Si Andrés Manuel falla —alarmémonos: algunas de sus políticas se ven improvisadas y en su equipo no hay disciplina—, él será el responsable del regreso al poder de la lamentable fantochería que ya estuvo en la Presidencia y que, cosas veredes, sigue tan campante en la vida civil, como lo exhibieron, casi con cinismo, Peña Nieto y Calderón el fin de semana.

A EPN se le vio feliz en el bodorrio de la hija del abogado Juan Collado (recientemente le prestó sus servicios para divorciarlo de Angélica Rivera; Collado es también el litigante de planta de los Salinas de Gortari).

EPN estuvo no sólo acompañado de Tania Ruiz, su nueva pareja, y Julio Iglesias, a quien se le antojó amenizar la celebración, sino de toda la plana mayor de la mafia del poder (AMLO dixit): Romero Deschamps, Raúl Salinas, Beltrones, Del Mazo, El Jefe Diego, etc. Poco importa que, al mismo tiempo, el PRI se debata entre la vida y la muerte, producto de una cadena de escándalos de corrupción con los que, sin duda, muchos de los funcionarios emanados del tricolor encadenaron la vida del país.

Y por su parte, Felipe Calderón… nada: se retrató en un coche deportivo clásico, echando relajo en un rally automovilístico. La frivolidad en la clase política ya no es noticia. Pero hacerlo tan públicamente, sin desenfado, es estirar la liga un poco demasiado (ven a Dios y no se hincan, diría el refrán). Placearse de esa manera cuando el gobierno lopezobradorista no desperdiciará oportunidades para castigarlos —y con razón— no es lo más recomendable…

Si tuviera que definirme, diría que coincido más con priistas y panistas que con los morenistas. Pero sólo un ciego no vería que el recato y la honestidad no son el fuerte del PRIAN. Vale la siguiente advertencia, pero para que AMLO la atienda: bien haría en mejorar la gestión de gobierno. Si López Obrador y la 4T fallan, volverán al poder la frivolidad y el derroche vistos en la boda con EPN y en el rally de Calderón. Sería terrible, pero si ocurriera, habría que culpar a AMLO y a que no lleguen a buen puerto muchas de sus políticas.

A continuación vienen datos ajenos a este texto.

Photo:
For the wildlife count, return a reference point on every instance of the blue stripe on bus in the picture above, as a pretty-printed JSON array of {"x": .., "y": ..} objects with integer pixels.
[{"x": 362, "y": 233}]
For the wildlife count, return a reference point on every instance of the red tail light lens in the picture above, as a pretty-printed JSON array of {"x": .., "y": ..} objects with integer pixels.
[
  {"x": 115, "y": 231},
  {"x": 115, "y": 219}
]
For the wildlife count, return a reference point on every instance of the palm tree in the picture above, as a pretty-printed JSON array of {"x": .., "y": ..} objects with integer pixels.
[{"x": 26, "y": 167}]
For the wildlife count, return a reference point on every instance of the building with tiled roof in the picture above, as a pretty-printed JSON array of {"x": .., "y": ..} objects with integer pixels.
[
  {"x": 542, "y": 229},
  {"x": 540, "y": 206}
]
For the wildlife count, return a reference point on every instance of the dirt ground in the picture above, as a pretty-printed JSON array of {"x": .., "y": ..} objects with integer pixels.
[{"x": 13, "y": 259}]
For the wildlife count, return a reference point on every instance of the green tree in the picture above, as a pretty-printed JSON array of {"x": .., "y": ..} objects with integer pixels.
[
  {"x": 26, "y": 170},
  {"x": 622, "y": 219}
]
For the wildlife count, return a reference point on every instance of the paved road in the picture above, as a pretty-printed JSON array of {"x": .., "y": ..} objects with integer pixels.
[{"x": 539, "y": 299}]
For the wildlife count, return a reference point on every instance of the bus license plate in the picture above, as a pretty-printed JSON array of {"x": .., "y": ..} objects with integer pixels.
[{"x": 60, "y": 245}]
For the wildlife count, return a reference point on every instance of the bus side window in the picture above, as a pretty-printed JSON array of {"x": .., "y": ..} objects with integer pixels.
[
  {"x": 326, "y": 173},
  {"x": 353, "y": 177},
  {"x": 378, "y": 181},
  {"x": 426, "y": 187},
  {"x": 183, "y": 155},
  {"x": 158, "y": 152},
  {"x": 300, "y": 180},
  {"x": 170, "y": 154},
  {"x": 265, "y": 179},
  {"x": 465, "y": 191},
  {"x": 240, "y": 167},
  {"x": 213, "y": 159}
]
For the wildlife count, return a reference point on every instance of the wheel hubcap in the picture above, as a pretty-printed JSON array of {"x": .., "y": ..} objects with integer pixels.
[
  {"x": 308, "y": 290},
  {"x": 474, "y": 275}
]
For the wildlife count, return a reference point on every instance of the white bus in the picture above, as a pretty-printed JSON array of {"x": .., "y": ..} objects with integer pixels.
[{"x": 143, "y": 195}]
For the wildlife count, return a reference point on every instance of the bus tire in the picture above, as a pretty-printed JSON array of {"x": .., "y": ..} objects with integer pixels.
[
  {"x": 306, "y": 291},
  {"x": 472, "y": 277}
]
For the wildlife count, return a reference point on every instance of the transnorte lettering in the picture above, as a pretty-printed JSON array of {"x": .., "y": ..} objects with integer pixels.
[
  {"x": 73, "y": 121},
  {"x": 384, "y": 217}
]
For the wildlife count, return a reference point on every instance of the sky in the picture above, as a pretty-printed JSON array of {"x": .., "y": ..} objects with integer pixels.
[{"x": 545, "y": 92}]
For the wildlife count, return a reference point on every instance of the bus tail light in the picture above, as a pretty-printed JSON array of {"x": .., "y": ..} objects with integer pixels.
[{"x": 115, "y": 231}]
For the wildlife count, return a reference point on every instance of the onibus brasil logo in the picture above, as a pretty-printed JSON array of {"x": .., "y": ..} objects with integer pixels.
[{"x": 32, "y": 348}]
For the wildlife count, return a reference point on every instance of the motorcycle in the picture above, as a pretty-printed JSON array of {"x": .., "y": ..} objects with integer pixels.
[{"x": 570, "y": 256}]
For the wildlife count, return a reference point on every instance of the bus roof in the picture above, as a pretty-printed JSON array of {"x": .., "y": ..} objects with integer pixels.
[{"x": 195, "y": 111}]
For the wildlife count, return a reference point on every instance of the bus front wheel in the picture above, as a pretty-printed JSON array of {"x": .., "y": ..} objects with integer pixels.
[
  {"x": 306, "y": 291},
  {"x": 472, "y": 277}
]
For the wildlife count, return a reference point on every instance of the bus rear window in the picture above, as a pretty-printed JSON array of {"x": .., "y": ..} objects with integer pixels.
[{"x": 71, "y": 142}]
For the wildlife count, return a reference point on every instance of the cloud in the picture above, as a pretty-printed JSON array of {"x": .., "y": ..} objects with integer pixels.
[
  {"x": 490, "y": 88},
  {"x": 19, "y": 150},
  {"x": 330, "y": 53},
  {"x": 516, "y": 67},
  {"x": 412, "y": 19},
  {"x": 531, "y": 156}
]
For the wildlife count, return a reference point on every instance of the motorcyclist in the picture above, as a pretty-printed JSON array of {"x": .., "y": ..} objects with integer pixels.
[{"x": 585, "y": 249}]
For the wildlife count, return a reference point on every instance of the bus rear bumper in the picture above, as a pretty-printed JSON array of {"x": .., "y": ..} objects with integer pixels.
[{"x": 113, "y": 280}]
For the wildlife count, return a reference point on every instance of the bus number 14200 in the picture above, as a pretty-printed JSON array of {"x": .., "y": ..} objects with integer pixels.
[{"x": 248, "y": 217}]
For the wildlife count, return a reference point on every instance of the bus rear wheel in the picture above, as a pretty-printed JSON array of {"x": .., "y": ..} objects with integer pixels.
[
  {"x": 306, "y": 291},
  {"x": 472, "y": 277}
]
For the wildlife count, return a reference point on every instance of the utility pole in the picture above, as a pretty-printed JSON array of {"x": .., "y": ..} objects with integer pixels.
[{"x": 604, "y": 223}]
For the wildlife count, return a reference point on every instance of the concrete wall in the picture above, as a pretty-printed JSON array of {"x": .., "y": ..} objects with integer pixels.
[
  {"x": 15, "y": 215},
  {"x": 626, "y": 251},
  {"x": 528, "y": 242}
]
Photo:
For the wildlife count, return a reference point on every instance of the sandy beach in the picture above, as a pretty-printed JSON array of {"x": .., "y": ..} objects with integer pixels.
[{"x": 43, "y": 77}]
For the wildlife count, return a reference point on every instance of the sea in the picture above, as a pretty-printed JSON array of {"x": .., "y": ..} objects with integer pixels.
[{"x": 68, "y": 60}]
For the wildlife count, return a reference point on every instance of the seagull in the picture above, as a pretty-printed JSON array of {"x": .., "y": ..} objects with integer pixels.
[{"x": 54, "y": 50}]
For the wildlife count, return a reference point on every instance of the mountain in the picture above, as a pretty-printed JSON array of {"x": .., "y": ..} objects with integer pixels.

López Obrador dio un paso ayer contra la injusticia, la inequidad —y, sí, también, la corrupción—, el primero que me parece sensato y con efectividad inmediata: firmar un decreto para eliminar cualquier esquema de condonación de impuestos a grandes (y grandísimos) contribuyentes. Después de la presentación de la jefa del SAT, Margarita Ríos-Farjat, supimos que en dos sexenios se condonaron alrededor de 400 mil millones de pesos. Más de la mitad habían sido privilegios fiscales injustos, que no sólo afectaron al país como un todo, sino a otros empresarios; los que sí cumplen.

¿Es el preludio para que López Obrador procese alosmeros meros? Posiblemente AMLO no quiera pelear con la mafia del poder, pero quizá no le quede más remedio, pues sólo así alcanzará la estatura que se requiere para pasar a la historia.

El problema es que a una buena noticia la siguió una mala: crisis por la renuncia de Germán Martínez al IMSS. Se fue y culpó al titular de Hacienda, Carlos Urzúa. No se esperaba absoluta lealtad de alguien que fue amigo cercanísimo de Calderón, pero habría sido de agradecerse un poco de discreción. Mientras tanto y, por lo pronto, al son de un Abrázame, nadie le quita a EPN lo bailado.